To make a $35,000 electric car (with the range and features that Tesla customers have become accustomed to), Tesla has to hack out costs from each individual part of the car, as well as the way that the car arrives in customers hands. Chop, chop, chop is the sound of an independent automaker struggling to make a (still) futuristic vision fit with the economic realities of the market and current technology.
As Musk described it on the media call, and I'm paraphrasing: say a $35,000 Model 3 has 10,000 individual parts, each part costs $3.50. We need to get each part closer to $3.
It's a "game of pennies," said Musk, "like Game of Thrones, but with pennies."
Why is this "game of pennies" so hard?

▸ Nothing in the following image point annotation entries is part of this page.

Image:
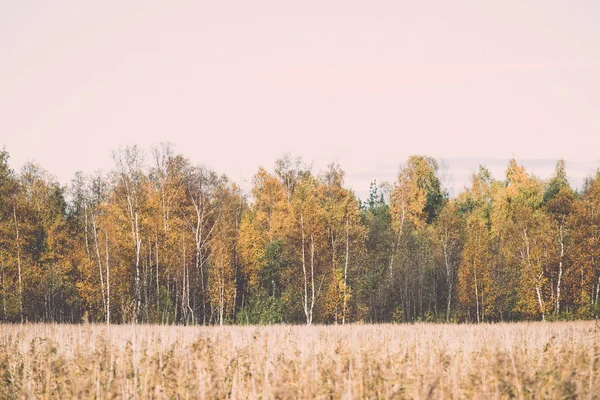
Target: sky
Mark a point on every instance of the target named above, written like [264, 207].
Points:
[235, 85]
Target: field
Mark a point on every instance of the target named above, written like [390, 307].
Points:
[521, 360]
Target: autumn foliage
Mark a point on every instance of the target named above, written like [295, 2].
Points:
[159, 240]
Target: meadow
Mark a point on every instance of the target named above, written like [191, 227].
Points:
[516, 360]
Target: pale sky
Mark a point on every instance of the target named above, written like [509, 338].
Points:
[234, 85]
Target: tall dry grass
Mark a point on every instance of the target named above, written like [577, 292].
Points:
[525, 360]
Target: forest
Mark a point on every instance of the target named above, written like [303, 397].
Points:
[159, 240]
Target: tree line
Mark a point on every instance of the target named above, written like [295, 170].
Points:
[160, 240]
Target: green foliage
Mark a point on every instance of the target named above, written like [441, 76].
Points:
[176, 243]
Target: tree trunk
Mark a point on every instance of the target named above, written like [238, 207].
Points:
[17, 235]
[107, 280]
[346, 271]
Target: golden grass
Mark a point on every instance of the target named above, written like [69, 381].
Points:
[524, 360]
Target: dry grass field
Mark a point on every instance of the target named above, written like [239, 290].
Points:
[524, 360]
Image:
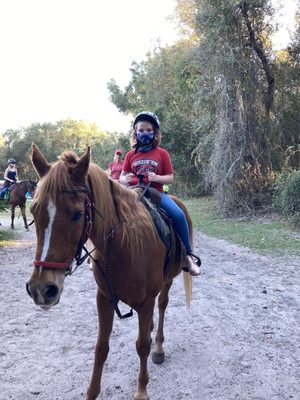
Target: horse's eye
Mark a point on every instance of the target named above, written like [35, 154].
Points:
[76, 216]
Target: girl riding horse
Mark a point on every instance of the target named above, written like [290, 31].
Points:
[10, 176]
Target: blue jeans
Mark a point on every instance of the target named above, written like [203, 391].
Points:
[3, 191]
[178, 217]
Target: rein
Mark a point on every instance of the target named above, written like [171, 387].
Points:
[103, 268]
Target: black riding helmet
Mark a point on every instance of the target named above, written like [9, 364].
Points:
[147, 116]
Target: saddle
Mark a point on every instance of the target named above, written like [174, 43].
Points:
[163, 223]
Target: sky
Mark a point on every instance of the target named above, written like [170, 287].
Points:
[57, 56]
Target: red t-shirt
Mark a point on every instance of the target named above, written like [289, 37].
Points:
[156, 160]
[116, 169]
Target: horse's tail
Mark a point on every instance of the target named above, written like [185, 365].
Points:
[187, 280]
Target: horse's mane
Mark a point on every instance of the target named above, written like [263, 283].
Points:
[113, 201]
[56, 180]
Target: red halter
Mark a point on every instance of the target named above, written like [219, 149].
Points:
[50, 264]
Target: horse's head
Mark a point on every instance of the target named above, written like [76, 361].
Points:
[59, 211]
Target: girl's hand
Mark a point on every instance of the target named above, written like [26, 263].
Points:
[152, 177]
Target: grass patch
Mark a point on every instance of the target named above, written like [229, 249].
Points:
[9, 237]
[263, 234]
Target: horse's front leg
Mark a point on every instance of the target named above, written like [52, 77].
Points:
[158, 356]
[105, 316]
[143, 344]
[12, 214]
[23, 212]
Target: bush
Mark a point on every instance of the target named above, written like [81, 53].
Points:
[286, 199]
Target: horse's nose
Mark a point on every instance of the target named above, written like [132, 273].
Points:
[28, 289]
[50, 291]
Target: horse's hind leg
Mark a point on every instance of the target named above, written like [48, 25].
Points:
[23, 212]
[105, 316]
[158, 356]
[12, 214]
[143, 345]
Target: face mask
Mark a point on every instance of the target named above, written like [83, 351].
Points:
[145, 138]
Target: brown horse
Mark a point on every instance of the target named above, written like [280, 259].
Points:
[17, 197]
[74, 200]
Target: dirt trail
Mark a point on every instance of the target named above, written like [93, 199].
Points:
[240, 339]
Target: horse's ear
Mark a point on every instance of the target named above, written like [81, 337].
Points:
[80, 170]
[39, 162]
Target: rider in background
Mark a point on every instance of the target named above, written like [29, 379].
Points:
[10, 176]
[154, 162]
[115, 167]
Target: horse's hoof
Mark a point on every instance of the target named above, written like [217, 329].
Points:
[158, 358]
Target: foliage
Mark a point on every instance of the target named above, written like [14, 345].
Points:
[55, 138]
[287, 195]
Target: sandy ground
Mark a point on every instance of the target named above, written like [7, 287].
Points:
[240, 339]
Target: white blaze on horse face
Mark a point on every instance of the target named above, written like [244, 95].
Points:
[48, 231]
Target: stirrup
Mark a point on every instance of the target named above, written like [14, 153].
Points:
[198, 262]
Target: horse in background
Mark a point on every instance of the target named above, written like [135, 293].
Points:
[76, 200]
[17, 197]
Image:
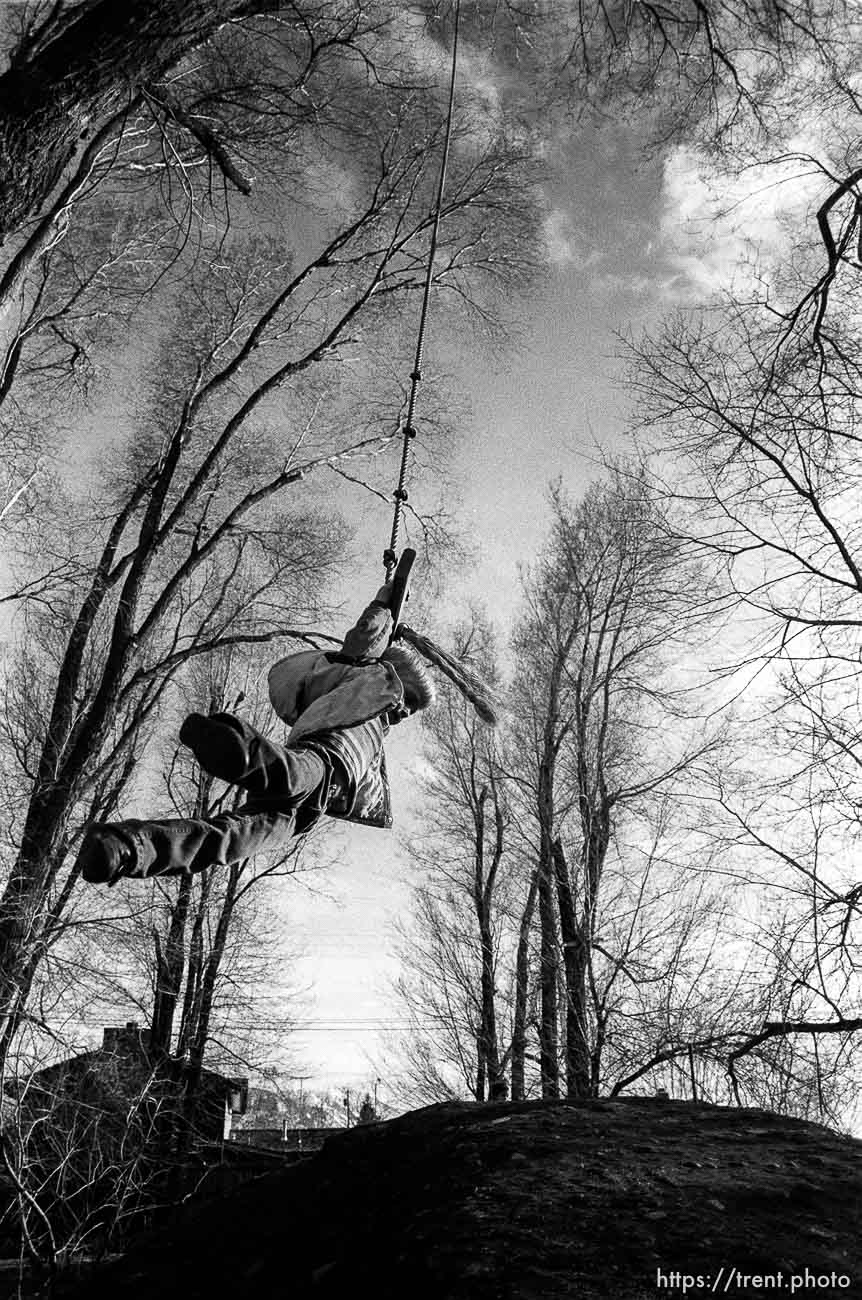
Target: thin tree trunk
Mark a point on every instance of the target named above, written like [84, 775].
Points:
[522, 987]
[170, 962]
[575, 957]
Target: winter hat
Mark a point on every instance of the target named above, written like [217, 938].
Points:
[419, 689]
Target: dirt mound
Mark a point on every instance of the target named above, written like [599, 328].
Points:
[624, 1199]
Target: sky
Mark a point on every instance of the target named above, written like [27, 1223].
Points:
[627, 234]
[627, 238]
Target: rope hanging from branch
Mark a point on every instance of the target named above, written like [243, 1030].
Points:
[408, 432]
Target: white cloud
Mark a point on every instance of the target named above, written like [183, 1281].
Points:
[719, 230]
[563, 245]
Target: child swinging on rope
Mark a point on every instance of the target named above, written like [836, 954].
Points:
[339, 706]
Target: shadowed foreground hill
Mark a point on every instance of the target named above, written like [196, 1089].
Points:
[528, 1201]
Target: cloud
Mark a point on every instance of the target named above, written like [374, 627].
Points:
[563, 243]
[723, 232]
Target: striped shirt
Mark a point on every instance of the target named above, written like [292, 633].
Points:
[358, 753]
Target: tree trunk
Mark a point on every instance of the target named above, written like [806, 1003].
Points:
[548, 1030]
[575, 962]
[522, 987]
[170, 963]
[53, 98]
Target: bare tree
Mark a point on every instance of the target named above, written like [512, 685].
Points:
[457, 948]
[194, 554]
[610, 607]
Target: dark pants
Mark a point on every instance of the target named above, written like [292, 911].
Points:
[290, 789]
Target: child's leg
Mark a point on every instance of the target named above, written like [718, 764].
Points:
[230, 749]
[173, 846]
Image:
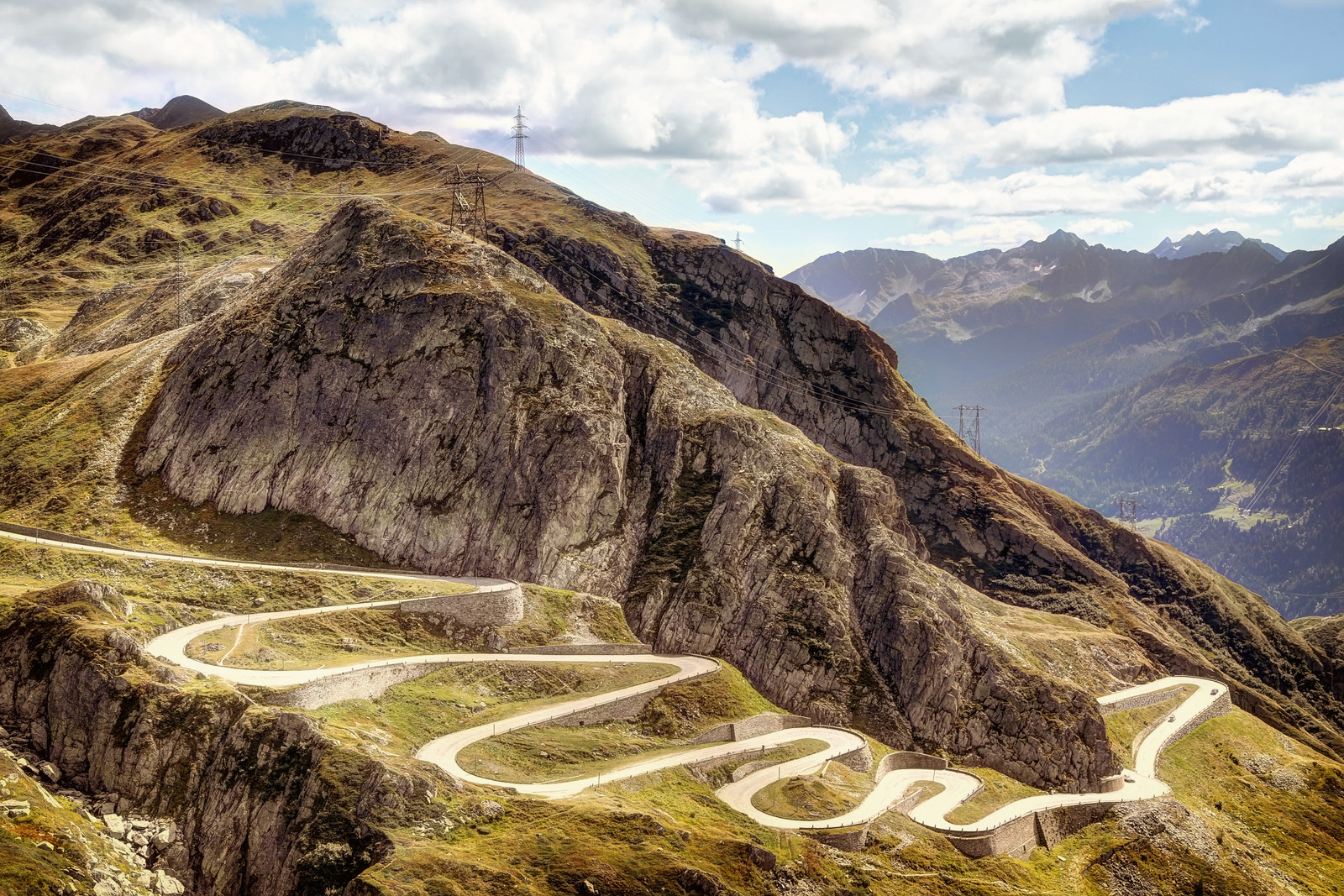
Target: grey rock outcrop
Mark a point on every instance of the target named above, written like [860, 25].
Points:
[784, 351]
[18, 333]
[440, 402]
[242, 782]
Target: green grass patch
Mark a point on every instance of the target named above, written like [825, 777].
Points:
[999, 792]
[327, 640]
[161, 591]
[722, 773]
[1126, 725]
[691, 707]
[832, 792]
[554, 752]
[412, 714]
[553, 616]
[1260, 786]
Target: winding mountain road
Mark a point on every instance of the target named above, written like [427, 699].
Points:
[1140, 783]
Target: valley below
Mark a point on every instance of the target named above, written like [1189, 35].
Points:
[346, 551]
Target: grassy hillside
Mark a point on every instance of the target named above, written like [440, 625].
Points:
[1240, 464]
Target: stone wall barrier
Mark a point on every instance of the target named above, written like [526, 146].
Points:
[907, 759]
[850, 840]
[1140, 700]
[622, 710]
[764, 725]
[358, 684]
[476, 610]
[588, 649]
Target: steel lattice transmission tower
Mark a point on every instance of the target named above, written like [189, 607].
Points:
[1129, 510]
[519, 155]
[467, 210]
[969, 434]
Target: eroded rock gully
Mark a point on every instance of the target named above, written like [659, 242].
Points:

Tesla is in the unique position of trying to deliver a mainstream electric car while we're still on the cusp of batteries prices coming down. Bloomberg New Energy Finance says it'll be 2024 (five years away) before EVs are the same price as traditional cars.
So in the meantime, Tesla is actively trying to force down electric car battery prices. The entire reason the company built the Gigafactory — the massive battery factory in the Nevada desert — was to lower their battery costs. In contrast, much of the auto industry is more passively riding the battery cost curve out and making business decisions accordingly.
At the same time, Tesla has trained its customers — with its luxury roots, whizz-bang doors and handles and industry-leading battery range — to expect only the very best from its cars' features. The Model 3 is indeed luxury-like, compared to, say, Nissan's first mainstream EV entrant, the LEAF. Tesla can't cut out too much from the Model 3, or those long-awaited customers would revolt.
So what to do? Musk will do what he's always done, lean into the risk, take more big gambles and try to hold it together until the economics start looking better. Tesla doesn't expect to make a profit in the first quarter. In the meantime, there could be more capital raises ahead, and no doubt lots of glitter and Muskian distractions (the Model Y launch was last week).